Un altro momento molto intenso, è stata la riflessione di padre Giancarlo Bruni sulla speranza. Il padre ci ha ricordato come questo atteggiamento sia un “fenomeno umano”, un’attesa di un bene futuro, perché ciò che tarda arriverà. La speranza è uno “stato d’animo aperto alla novità”, al “non ancora” in questo modo si può aprire per tutti un cammino che è “la tomba della disperazione” per vivere una speranza unita fortemente alla fede. “La fede si concretizza nelle azioni con la speranza di bene per ogni creatura”.

Per parlarci dei “segni di speranza per i poveri” è venuto a trovarci, per qualche giorno, don Paolo Tarchi, che ricopre l’incarico di direttore della Caritas diocesana. Don Paolo ha iniziato con una citazione dagli scritti di San Giovanni Crisostomo, padre della chiesa, nel passo dove ammonisce i cristiani dicendo: "Onorate il corpo di Cristo nei poveri”. Proseguendo il suo intervento ci ha ricordato che tutti dovremmo avere ben presenti i “valori della vita cristiana”, che si possono identificare in 5 importanti pilastri: Il valore della persona umana, del bene comune, della destinazione universale dei beni, della sussidiarietà e della solidarietà.

A seguire abbiamo avuto una bella testimonianza di alcune volontarie del movimento “Mato Grosso" che operano in America Latina, Perù, Bolivia ed Ecuador. I volontari operano in villaggi sperduti, cercando di favorire l’educazione scolastica per i bambini fino all’università e con il loro lavoro forniscono l’aiuto economico alle famiglie povere e disagiate. Un esempio bellissimo di solidarietà concreta e speranza di bene e riscatto per i più bisognosi.

Il momento associativo è stato curato da Simona Granchi e Marco Novedrati, proponendo al gruppo il “SondACcio”. Durante la giornata venivano inviate, sui telefonini, delle domande a risposta multipla, che servivano a chiarire e informare sulla storia, le finalità e le caratteristiche dell’associazionismo laico. A conferma dell’attenzione e la cura che l’AC pone alle nuove generazioni, una sera, abbiamo avuto un collegamento video con il gruppo giovani di AC che si trovava in valle D’Aosta per il loro campo scuola. C’è stato un gioioso scambio di saluti anche con il vescovo Stefano Manetti che si trovava da loro in visita.

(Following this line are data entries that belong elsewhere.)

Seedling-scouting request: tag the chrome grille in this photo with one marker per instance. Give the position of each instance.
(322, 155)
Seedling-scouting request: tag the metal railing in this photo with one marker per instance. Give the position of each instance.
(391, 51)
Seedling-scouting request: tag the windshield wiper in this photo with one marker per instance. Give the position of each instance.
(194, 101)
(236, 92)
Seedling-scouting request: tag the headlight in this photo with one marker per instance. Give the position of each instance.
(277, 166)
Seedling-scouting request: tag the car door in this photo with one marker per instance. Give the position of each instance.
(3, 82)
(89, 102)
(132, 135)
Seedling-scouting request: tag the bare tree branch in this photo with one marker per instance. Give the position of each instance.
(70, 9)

Durante il campo non sono mancate le gite e le camminate, con percorsi e sentieri che hanno riempito di bellezza i nostri occhi, con montagne rocciose, boschi e prati rigogliosi, torrenti e laghi alpini. Abbiamo visitato Livigno e Bormio e il bel santuario della Madonna di Tirano dove è stata celebrata una Messa.

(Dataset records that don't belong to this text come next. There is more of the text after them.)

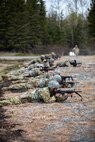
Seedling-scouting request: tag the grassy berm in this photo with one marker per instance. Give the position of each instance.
(70, 121)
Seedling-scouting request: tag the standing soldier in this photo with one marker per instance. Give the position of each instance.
(76, 50)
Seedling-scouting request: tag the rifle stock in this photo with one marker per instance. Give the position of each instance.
(69, 91)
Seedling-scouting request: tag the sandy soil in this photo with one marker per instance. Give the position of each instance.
(71, 121)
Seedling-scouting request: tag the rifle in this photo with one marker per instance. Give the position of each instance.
(65, 77)
(75, 63)
(46, 69)
(69, 91)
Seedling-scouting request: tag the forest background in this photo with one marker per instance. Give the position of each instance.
(26, 26)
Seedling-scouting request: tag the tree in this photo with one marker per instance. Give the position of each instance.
(33, 20)
(91, 19)
(42, 20)
(12, 18)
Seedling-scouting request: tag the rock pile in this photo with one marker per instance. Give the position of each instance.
(41, 76)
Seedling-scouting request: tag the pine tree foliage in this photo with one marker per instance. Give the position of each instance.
(91, 18)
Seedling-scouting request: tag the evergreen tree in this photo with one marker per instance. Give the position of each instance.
(91, 19)
(42, 20)
(33, 20)
(15, 24)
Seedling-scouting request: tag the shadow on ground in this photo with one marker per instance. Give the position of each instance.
(8, 130)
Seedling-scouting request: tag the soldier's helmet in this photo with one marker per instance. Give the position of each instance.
(43, 82)
(53, 84)
(42, 57)
(57, 77)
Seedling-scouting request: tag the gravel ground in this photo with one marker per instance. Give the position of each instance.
(71, 121)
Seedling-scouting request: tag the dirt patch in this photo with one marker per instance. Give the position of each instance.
(71, 121)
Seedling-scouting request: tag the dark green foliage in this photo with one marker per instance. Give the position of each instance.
(25, 27)
(91, 18)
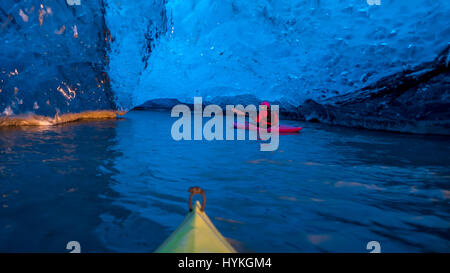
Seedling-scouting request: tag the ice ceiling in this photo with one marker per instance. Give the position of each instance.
(286, 50)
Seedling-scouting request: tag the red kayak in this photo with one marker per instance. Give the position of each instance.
(281, 128)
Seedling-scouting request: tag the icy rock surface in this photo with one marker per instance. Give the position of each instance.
(277, 50)
(53, 57)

Insomma, un campo, come sempre completo, che ha arricchito e reso felici tutti gli amici di AC che ogni anno si ritrovano, e anche coloro che vi hanno partecipato per la prima volta. Il clima di grande fraternità che si respira, durante la settimana del campo, lascia in tutti tanta gioia, anche per la ricchezza del ricordo di piccoli gesti di gentilezza, vicinanza, premura e attenzione, che insieme ai sorrisi, gli abbracci i canti e le risate, fanno dire che in AC si vive una vera esperienza di comunità fraterna che rimane nel cuore … a tutti, ancora grazie!